バッハの時代のチェロってこんな楽器!(ビデオ付き)

クイズです。チェロってどんな楽器でしょう?

答え:ヴァイオリンをずーっと大きくした楽器で、ヴァイオリンとは違って楽器を縦に構えて体の前に立てて弾きます。

っていうのは、現代のチェロの話です。バッハの時代のチェロは全く違ったんですよ。

どのくらい違ったかというと、はい、このページの一番下までスクロールして、張り付けてあるビデオの写真をご覧ください。
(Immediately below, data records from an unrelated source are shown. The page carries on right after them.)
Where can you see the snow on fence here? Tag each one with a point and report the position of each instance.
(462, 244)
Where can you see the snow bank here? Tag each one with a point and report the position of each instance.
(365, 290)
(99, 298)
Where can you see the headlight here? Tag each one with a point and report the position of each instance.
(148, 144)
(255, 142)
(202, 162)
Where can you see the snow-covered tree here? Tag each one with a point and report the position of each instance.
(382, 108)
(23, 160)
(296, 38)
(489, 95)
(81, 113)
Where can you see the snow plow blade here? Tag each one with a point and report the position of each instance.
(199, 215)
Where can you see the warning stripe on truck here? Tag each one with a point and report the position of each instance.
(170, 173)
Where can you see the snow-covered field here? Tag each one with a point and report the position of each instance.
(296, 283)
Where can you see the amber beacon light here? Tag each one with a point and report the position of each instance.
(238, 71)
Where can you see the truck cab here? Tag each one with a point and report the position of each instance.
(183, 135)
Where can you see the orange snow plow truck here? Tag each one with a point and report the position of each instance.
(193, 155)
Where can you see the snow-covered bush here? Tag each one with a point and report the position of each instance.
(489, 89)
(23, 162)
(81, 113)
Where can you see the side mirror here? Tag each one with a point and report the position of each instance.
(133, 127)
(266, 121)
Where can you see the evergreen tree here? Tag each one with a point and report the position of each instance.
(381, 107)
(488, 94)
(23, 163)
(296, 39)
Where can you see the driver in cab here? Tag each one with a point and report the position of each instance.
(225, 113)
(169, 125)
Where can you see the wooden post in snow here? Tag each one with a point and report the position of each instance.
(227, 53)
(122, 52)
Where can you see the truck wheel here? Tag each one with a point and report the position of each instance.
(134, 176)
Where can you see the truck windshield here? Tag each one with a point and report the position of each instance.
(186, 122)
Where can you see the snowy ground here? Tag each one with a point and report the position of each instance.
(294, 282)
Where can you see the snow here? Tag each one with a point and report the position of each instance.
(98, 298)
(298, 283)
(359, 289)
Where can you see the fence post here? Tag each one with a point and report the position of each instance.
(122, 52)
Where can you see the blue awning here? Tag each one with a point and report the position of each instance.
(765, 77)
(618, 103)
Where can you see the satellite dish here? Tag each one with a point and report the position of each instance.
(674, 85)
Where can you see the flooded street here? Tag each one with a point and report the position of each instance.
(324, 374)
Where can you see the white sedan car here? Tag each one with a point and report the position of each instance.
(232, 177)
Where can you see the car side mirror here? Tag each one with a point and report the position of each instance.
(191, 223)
なんと、ヴァイオリンみたいに横に構えて弾いていたんです!

大きさは、ヴァイオリンより少し大きいヴィオラよりももう少し大きいですが、現代のチェロと比べたらずーっと小さいです。ヴァイオリンみたいに顎に挟むには大きすぎるので、紐をつけて首に掛けて構えます。

それに弦が5本もあります!

 

バッハの時代のチェロがこういう楽器だった、という情報自体は研究者の間ではずいぶん前に明らかになっていたらしいです。
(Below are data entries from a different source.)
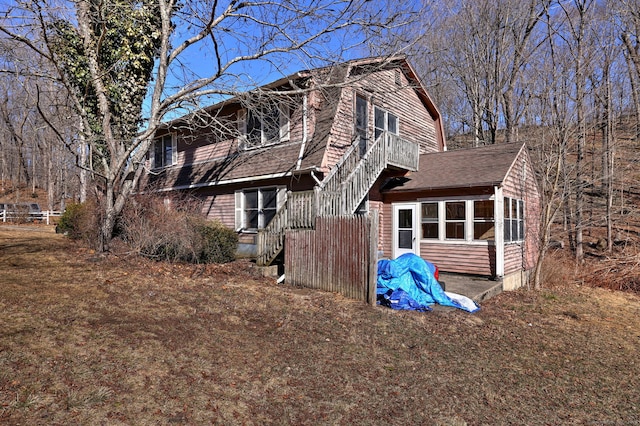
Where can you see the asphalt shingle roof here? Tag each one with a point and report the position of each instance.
(465, 168)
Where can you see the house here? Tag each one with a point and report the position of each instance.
(359, 137)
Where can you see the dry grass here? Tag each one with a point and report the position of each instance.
(92, 340)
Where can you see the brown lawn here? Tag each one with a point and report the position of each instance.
(118, 340)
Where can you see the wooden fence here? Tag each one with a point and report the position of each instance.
(339, 255)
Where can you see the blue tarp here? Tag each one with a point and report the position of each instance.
(408, 283)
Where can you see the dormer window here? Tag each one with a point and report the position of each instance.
(267, 124)
(163, 153)
(384, 121)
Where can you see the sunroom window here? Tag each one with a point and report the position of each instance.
(513, 220)
(483, 220)
(467, 220)
(455, 220)
(430, 221)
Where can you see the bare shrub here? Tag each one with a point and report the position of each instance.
(80, 222)
(174, 230)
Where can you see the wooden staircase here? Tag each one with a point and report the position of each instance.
(340, 192)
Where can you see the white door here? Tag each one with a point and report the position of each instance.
(405, 230)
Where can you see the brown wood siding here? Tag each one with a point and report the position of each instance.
(461, 258)
(415, 122)
(220, 207)
(520, 184)
(513, 257)
(204, 145)
(338, 256)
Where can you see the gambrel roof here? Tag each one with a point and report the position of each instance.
(295, 156)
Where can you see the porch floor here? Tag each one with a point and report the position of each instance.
(474, 287)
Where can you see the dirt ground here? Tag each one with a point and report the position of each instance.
(86, 339)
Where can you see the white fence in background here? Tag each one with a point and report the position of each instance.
(43, 217)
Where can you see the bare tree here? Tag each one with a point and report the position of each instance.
(130, 65)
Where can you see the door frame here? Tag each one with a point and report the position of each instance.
(395, 208)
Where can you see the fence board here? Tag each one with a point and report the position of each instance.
(339, 256)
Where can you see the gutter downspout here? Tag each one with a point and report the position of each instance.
(499, 230)
(304, 131)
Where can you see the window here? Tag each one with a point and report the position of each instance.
(471, 220)
(430, 221)
(164, 151)
(455, 220)
(361, 123)
(267, 124)
(384, 121)
(256, 207)
(483, 220)
(513, 220)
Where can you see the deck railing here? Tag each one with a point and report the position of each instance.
(271, 237)
(340, 193)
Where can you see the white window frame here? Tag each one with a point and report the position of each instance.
(284, 125)
(174, 151)
(454, 221)
(483, 220)
(241, 224)
(430, 220)
(469, 220)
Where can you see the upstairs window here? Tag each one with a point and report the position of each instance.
(163, 153)
(384, 121)
(266, 124)
(362, 122)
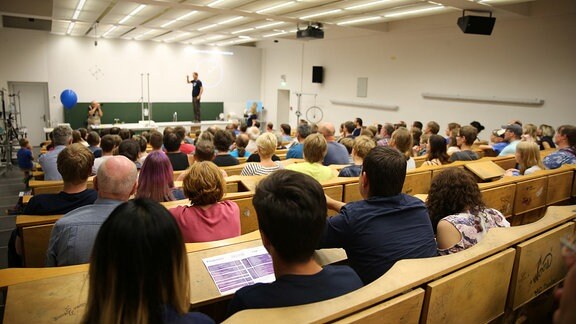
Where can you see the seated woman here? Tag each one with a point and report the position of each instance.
(528, 158)
(156, 180)
(266, 146)
(402, 141)
(458, 214)
(139, 242)
(208, 218)
(436, 149)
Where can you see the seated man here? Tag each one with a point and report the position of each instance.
(73, 235)
(315, 149)
(565, 140)
(75, 165)
(61, 136)
(385, 227)
(291, 212)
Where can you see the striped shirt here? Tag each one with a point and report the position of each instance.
(258, 169)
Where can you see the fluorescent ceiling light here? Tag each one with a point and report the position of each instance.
(78, 9)
(322, 14)
(241, 31)
(207, 27)
(411, 12)
(366, 4)
(70, 27)
(354, 21)
(133, 13)
(215, 3)
(270, 24)
(109, 31)
(276, 7)
(178, 19)
(230, 20)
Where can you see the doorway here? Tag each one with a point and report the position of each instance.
(283, 107)
(34, 108)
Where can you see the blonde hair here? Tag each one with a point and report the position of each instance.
(266, 143)
(363, 145)
(402, 141)
(529, 155)
(315, 148)
(204, 183)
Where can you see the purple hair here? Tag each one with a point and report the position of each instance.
(156, 178)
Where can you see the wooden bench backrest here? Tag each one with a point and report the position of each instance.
(35, 244)
(405, 308)
(538, 266)
(476, 289)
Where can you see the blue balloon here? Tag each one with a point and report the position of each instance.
(68, 98)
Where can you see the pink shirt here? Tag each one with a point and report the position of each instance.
(220, 221)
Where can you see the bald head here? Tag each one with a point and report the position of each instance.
(327, 129)
(116, 178)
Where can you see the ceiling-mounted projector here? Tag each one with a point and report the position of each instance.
(311, 32)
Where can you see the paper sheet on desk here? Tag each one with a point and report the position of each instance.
(232, 271)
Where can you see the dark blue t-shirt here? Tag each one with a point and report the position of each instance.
(291, 290)
(379, 231)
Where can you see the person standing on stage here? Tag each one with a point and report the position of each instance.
(94, 114)
(197, 90)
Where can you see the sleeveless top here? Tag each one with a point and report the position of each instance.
(472, 228)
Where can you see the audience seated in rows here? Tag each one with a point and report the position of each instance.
(178, 159)
(156, 179)
(291, 212)
(528, 158)
(337, 153)
(459, 216)
(73, 235)
(315, 148)
(465, 140)
(222, 141)
(565, 140)
(402, 141)
(139, 269)
(384, 227)
(61, 136)
(295, 151)
(362, 146)
(208, 218)
(512, 135)
(266, 144)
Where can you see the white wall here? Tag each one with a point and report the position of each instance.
(111, 71)
(526, 57)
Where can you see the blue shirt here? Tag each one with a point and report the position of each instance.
(48, 163)
(337, 154)
(74, 234)
(295, 151)
(291, 290)
(378, 231)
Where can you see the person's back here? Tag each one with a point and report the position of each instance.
(387, 225)
(291, 213)
(62, 135)
(73, 235)
(74, 163)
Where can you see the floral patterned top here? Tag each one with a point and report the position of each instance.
(473, 227)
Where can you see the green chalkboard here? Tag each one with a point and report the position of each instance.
(130, 112)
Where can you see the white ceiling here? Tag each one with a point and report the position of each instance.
(227, 22)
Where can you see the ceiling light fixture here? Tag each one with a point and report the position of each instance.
(354, 21)
(325, 13)
(411, 12)
(78, 9)
(366, 5)
(133, 13)
(278, 6)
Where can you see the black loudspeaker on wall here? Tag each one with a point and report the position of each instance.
(317, 74)
(476, 24)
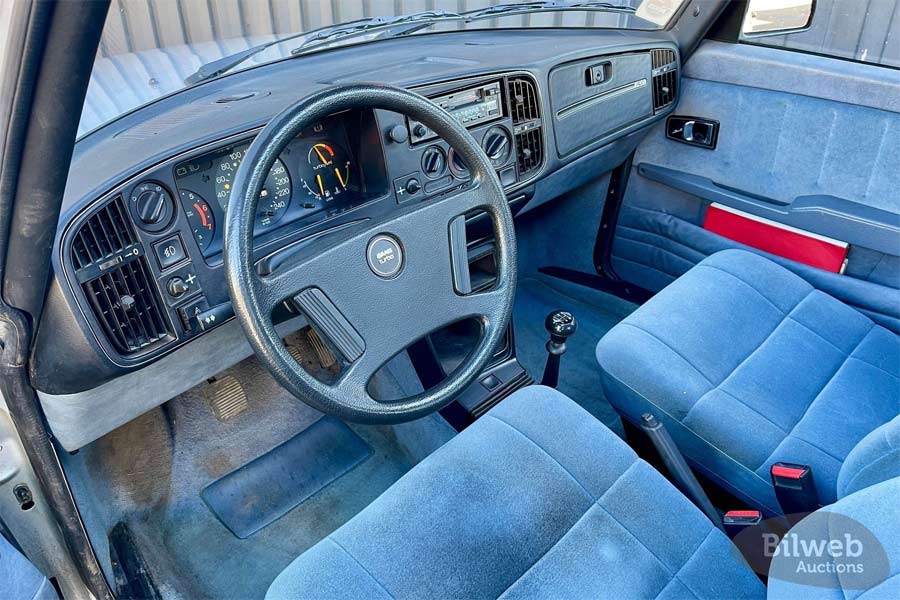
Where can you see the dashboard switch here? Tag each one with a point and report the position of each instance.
(190, 311)
(407, 188)
(413, 186)
(212, 317)
(169, 252)
(398, 134)
(177, 287)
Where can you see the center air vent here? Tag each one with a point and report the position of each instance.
(526, 115)
(665, 77)
(113, 273)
でも、正しい情報だからって、すぐに広まるとは限らないんですよね。特に、その情報が特定の誰かの不利益になるような場合には。

この場合だと、プロのチェロ奏者たちがみんな「そんな事があるはずない!」と言って闇に葬ろうとしました。だって、こんなふうにヴァイオリンみたいにして構える小さな楽器でバッハを弾くのが本当だ、なんていう常識が広まってしまったら、プロのチェロ奏者たちは貴重なレパートリーを奪われてしまいますから。

かつて同じことがチェンバロについても起こりました。研究者たちが「バッハはピアノではなくチェンバロを弾いていた」と言っても、膨大なレパートリーを失うことを恐れたピアニストたちに反対されたんです。「偉大なるバッハが、チェンバロなんていう昔の劣った楽器で満足していたはずがない。バッハは現代の最も優れた鍵盤楽器であるピアノで弾くべきだ」ってね。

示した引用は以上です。